Erosion of Policy Rights
FTAs also have the effect of eroding policy space or the ability of governments to use tariff and other trade-related policies to advance its own development objectives. Under ‘free trade’ regimes, governments lock-in their tariff and trade policies by way of their commitments and obligations under the agreements. The direction of trade policy is often just one way, moving towards the eventual elimination of tariffs and other trade barriers with very limited space and flexibilities for countries to calibrate these policies in line with their own development objectives or to safeguard domestic economies against import surges.
Exacerbating regional asymmetries
The Southeast Asian region has been characterized as a growth area for trade and investments. The countries within the region have a combined Gross Domestic Product of US$ 700 B. The region has registered an average growth rate of 6.4 percent in 2007. ASEAN continued to sustain positive trend for its trade performance with the value of total trade now exceeding US$1.4 trillion. ASEAN FDI flows amount to around US$50 billion.
This impressive economic performance however mask the reality that “Southeast Asia is an economically diverse region, with countries having variable levels of development and capacities to respond to globalization and change, and to the needs of its citizens”
ASEAN is a region of poverty and inequality where on average 30 percent of people live below national poverty threshold levels and where the richest 20 % of the population corner close to 50% while the poorest 20% get less than 10% of national income.
On a regional level, this income inequality is apparent in per capita GDP figures. Singapore is the richest among the ten nation Members of ASEAN with a per capita GDP US$35,000, followed closely by Brunei with US$31,000. A far third would be Malaysia with per capita GDP of US$6,880. On the tail-end is Myanmar/Burma whose per capita GDP is a dismal US$215 or less than 1 % (0.6) of Singapore’s.
There is also a clear imbalance among countries in terms of the share of benefits from this impressive economic growth in the region. Singapore gets a lion-share of both merchandize exports as well as FDI in the region.

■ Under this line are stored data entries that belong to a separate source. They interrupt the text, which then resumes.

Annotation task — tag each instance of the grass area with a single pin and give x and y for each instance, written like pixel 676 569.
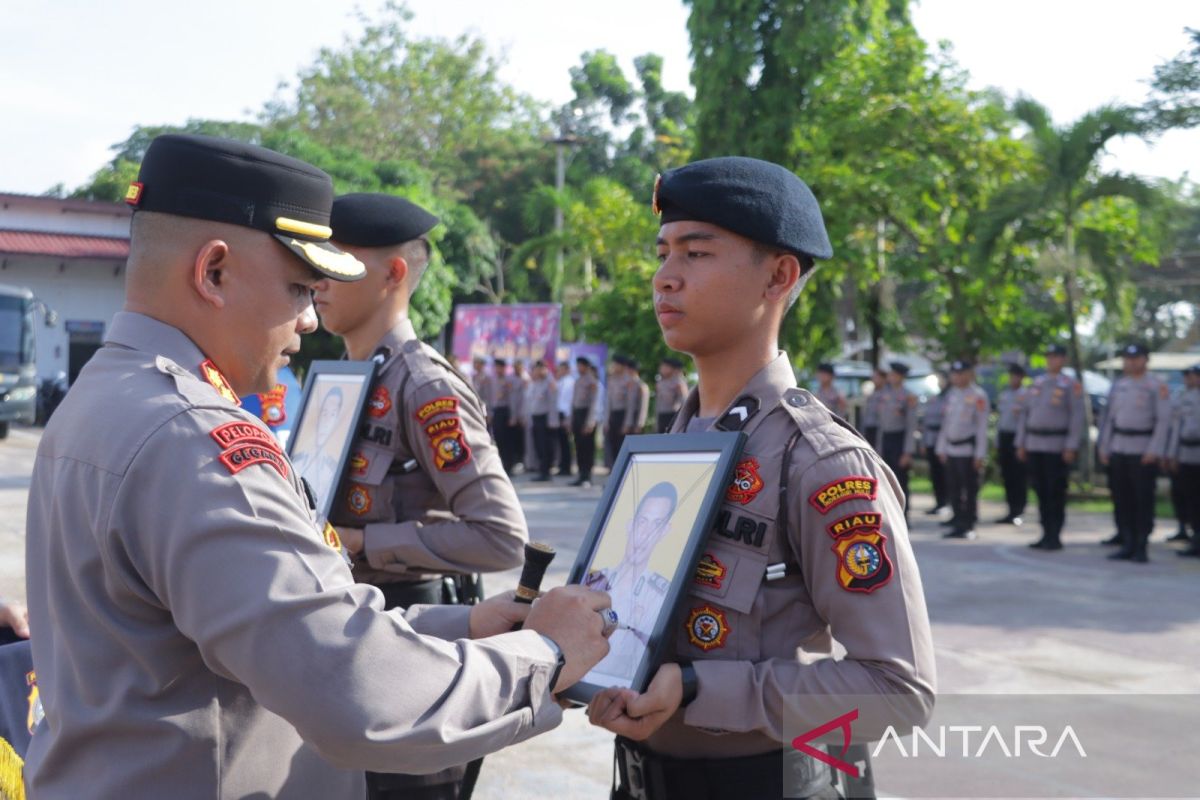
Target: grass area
pixel 1097 500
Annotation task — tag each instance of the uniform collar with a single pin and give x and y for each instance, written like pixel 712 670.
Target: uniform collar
pixel 149 335
pixel 767 386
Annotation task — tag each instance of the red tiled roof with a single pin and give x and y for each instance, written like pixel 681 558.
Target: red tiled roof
pixel 30 242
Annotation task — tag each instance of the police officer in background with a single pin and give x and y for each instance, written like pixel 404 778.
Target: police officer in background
pixel 1048 438
pixel 898 423
pixel 930 426
pixel 669 392
pixel 827 554
pixel 963 447
pixel 427 503
pixel 1009 407
pixel 1133 439
pixel 585 401
pixel 871 408
pixel 1183 453
pixel 616 404
pixel 827 392
pixel 196 630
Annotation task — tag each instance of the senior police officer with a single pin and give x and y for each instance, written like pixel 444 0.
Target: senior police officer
pixel 1011 407
pixel 963 447
pixel 930 426
pixel 898 423
pixel 813 545
pixel 669 392
pixel 426 504
pixel 196 633
pixel 1133 439
pixel 1183 453
pixel 1048 438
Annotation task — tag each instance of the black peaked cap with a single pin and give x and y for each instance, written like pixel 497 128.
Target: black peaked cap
pixel 757 199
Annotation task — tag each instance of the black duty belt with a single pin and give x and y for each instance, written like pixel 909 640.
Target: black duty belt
pixel 646 775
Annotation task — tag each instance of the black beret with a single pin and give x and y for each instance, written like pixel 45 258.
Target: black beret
pixel 244 185
pixel 378 220
pixel 757 199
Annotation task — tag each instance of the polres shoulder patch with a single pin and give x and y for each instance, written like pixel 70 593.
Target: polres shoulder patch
pixel 851 487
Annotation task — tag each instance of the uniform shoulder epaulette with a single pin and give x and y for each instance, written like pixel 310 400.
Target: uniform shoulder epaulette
pixel 826 432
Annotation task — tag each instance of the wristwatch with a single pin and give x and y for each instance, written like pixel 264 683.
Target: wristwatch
pixel 558 654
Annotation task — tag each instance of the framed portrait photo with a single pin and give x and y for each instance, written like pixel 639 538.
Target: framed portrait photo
pixel 645 542
pixel 335 394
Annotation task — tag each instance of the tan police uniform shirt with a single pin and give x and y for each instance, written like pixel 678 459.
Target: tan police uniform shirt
pixel 1185 440
pixel 1138 414
pixel 195 636
pixel 898 414
pixel 765 648
pixel 1053 420
pixel 964 432
pixel 425 480
pixel 670 394
pixel 585 395
pixel 637 404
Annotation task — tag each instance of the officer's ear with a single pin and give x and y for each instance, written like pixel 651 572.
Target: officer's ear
pixel 209 271
pixel 785 271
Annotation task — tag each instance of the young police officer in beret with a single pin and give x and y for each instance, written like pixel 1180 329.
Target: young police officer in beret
pixel 810 546
pixel 196 632
pixel 427 501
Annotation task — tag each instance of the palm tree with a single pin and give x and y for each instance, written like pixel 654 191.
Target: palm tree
pixel 1048 204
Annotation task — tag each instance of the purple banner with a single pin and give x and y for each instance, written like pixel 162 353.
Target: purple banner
pixel 521 331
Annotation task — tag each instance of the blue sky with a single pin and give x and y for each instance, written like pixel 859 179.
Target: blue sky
pixel 76 76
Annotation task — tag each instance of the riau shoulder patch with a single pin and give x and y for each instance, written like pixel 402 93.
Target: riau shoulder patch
pixel 707 627
pixel 219 382
pixel 437 405
pixel 863 561
pixel 379 403
pixel 747 482
pixel 851 487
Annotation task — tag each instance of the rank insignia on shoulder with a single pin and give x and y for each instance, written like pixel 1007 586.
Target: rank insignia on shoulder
pixel 379 403
pixel 747 482
pixel 219 382
pixel 863 563
pixel 450 450
pixel 707 627
pixel 358 500
pixel 856 523
pixel 437 405
pixel 330 535
pixel 852 487
pixel 711 571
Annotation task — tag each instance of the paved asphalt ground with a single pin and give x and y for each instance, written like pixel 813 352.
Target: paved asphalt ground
pixel 1006 619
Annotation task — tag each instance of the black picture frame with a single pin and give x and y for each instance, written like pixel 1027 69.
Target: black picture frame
pixel 319 444
pixel 699 468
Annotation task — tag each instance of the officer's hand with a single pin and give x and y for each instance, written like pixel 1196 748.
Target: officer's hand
pixel 636 716
pixel 16 617
pixel 353 539
pixel 497 615
pixel 568 614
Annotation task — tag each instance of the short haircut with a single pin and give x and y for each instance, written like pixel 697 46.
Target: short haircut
pixel 661 489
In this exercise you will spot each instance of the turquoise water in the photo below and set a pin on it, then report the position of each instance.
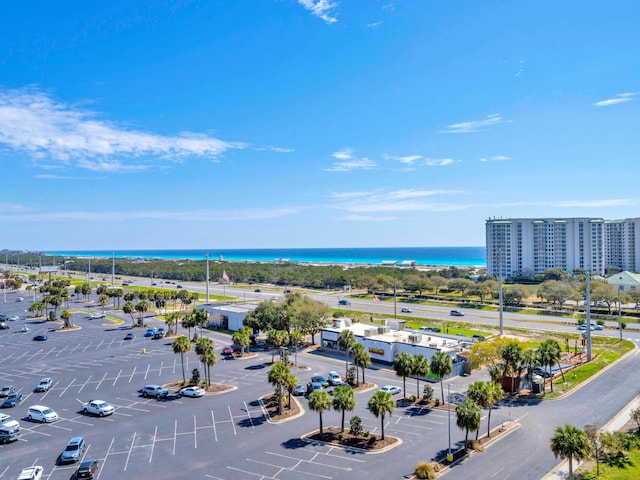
(456, 256)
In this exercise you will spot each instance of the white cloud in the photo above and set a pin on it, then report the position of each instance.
(496, 158)
(474, 126)
(354, 164)
(35, 122)
(119, 216)
(345, 154)
(321, 9)
(407, 160)
(440, 162)
(619, 98)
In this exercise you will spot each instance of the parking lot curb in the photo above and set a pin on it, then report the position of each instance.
(305, 438)
(276, 422)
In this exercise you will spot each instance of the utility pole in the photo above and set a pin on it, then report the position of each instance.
(500, 298)
(588, 301)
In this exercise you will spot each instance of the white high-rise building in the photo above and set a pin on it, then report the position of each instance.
(532, 245)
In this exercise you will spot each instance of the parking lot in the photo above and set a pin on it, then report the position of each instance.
(224, 436)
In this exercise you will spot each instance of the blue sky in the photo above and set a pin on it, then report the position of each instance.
(312, 123)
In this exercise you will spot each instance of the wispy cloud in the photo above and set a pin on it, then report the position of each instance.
(321, 8)
(474, 126)
(496, 158)
(619, 98)
(37, 123)
(348, 162)
(440, 162)
(407, 160)
(118, 216)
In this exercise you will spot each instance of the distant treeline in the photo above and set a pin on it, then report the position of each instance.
(283, 274)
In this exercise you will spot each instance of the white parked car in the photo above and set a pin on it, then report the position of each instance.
(40, 413)
(31, 473)
(8, 421)
(97, 407)
(193, 391)
(44, 385)
(392, 389)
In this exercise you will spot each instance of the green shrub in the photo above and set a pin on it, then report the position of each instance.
(427, 393)
(424, 470)
(355, 425)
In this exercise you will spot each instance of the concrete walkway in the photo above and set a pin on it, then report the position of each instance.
(615, 424)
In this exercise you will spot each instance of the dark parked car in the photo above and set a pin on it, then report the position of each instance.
(12, 400)
(73, 451)
(87, 469)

While the ASEAN FTAs recognize these asymmetries and hopes to address these by way of differentiated obligations for the least developed countries in the region, these deals nevertheless push for an ambitious trade and investment agenda that could very well exacerbate poverty and inequality among and within countries in the region. ASEAN’s obsession for closer economic relations through these comprehensive and ambitious trade and investment deals may in fact lead to exactly the opposite- a region further divided along economic, political, and social lines.